Relato de nuestros mayores

Acompañada en la silla de ruedas por su marido había sido la primera en acercarse a felicitarle. No esperó a que le firmase su ejemplar, no estaba allí para eso. Tan pronto la tuvo cerca le acarició las mejillas con sus suaves manos que olían a limón dulce y serenidad.  Sacó la derecha del bolso de su chaqueta, buscó la de su nieta y depositó en ella el preciado regalo cerrándosela, como el mago que coloca su carta mágica para guardar el secreto; ellas sabían de qué se trataba. Siempre había sido el mismo.

No importaba si habías subido el caldero de carbón para alimentar la cocina donde se preparaban aquellas galletas, manzanas y castañas asadas o si traías buenas notas del colegio. El premio no era por cuán grande fuese el trabajo realizado si no por la consecución del mismo. Siempre había sido así.

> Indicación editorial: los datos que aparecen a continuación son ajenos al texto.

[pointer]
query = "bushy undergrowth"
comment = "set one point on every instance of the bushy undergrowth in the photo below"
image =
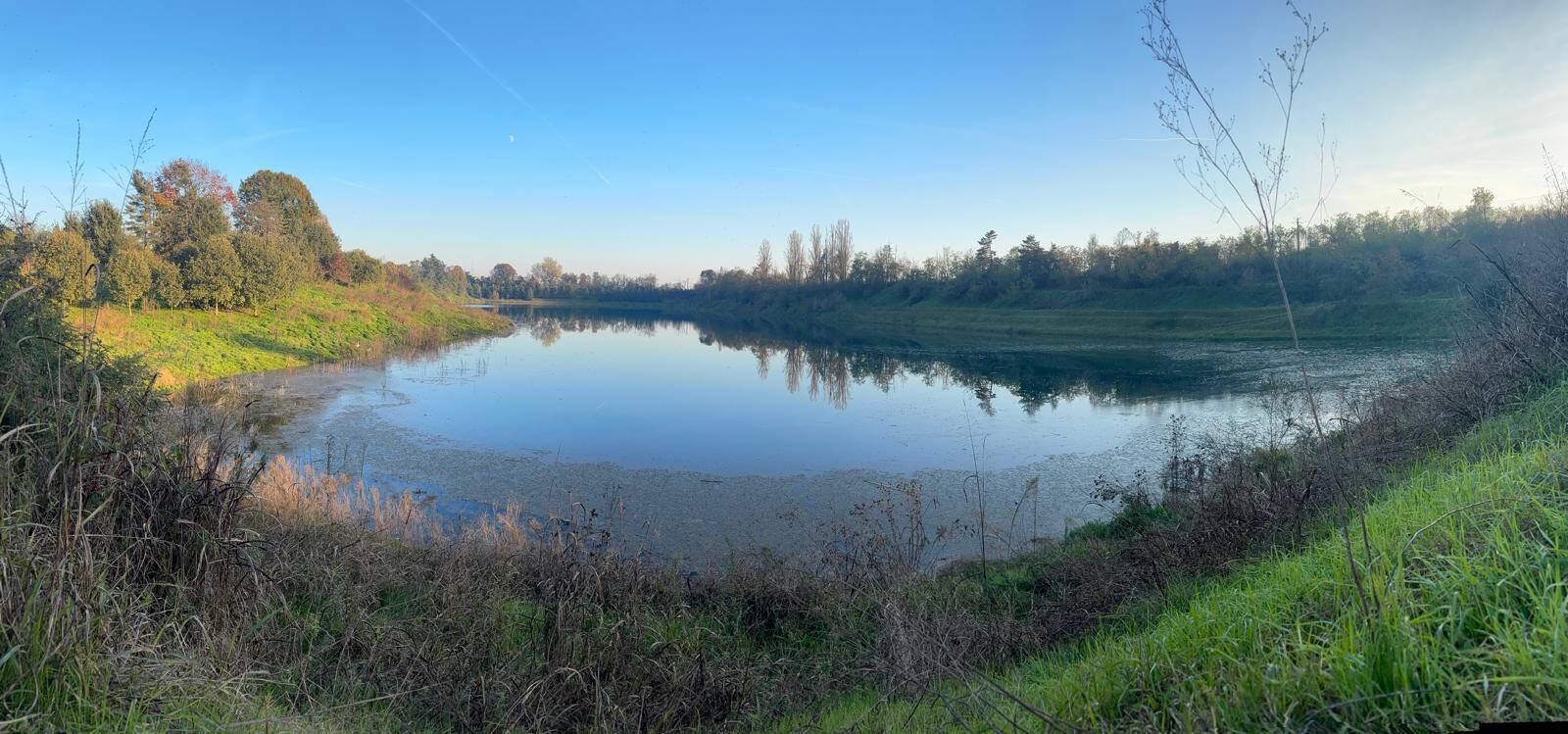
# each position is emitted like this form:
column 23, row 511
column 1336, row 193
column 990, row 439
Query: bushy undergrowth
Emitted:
column 154, row 572
column 316, row 323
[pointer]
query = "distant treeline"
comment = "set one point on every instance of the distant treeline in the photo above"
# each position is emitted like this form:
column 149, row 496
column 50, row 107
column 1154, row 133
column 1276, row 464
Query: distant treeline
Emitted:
column 548, row 279
column 1374, row 255
column 1377, row 255
column 184, row 237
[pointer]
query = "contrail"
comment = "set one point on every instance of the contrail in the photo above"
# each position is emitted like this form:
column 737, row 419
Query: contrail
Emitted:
column 509, row 90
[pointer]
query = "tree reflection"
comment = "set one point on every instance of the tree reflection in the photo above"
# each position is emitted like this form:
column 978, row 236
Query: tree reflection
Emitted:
column 827, row 365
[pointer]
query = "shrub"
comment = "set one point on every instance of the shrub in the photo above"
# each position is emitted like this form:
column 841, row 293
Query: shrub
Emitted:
column 212, row 273
column 127, row 276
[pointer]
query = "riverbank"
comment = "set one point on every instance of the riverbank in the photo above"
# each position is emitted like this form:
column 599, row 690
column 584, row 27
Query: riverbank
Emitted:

La primera vez apenas tendría ocho años. Habían acabado de comer y Marta, para demostrar que ya era mayor, ayudaba a recoger la mesa cuando con las prisas se le escurrió un vaso de las manos y acabó en el suelo haciéndose añicos. Se asustó por el estruendo pero más aún por la bronca que, a buen seguro, le iba a caer por parte de su tía abuela Dolores, la voluntaria solterona que les honraba con su presencia cada domingo, siempre quejándose de todo, incluso de que la gente no se quejase.

En cuanto empezó la retahíla de reproches la abuela se interpuso entre la niña y la máquina de reñir y tras mirar a su cuñada con gesto serio, sin decir una sola palabra, se volvió hacia su nieta, le secó las lágrimas con el dorso de su mano ofreciéndole la otra a la que aquella se aferró como su tabla de salvación y salieron de la cocina.

En apenas unos segundos regresaron con la escoba y el recogedor. La abuela, después de dejar lo más diáfano posible el espacio retirando con sus manos y su mirada lo que molestaba, fuesen muebles o personas, asió la escoba con ambas manos colocando cada una de ellas en su lugar con lentitud y firmeza a la vez que comprobaba como la niña no perdía detalle de su explicación corporal.

Comenzó a barrer marcando cada gesto y cada giro de un modo un tanto ceremonioso convirtiéndolos en una lección, en un baile imaginario que hizo sonreír a la pequeña.

Acercándose a ella la rodeó con su cuerpo al tiempo que, tomando las pequeñas manos bajo las suyas, seguía danzando mientras poco a poco se soltaba dejándola al mando. Le sonreía como aprobación a su buen trabajo. Pasados unos minutos tomó la escoba, acarició el pelo de su ángel y abriéndole la mano se lo entregó; un caramelo de limón.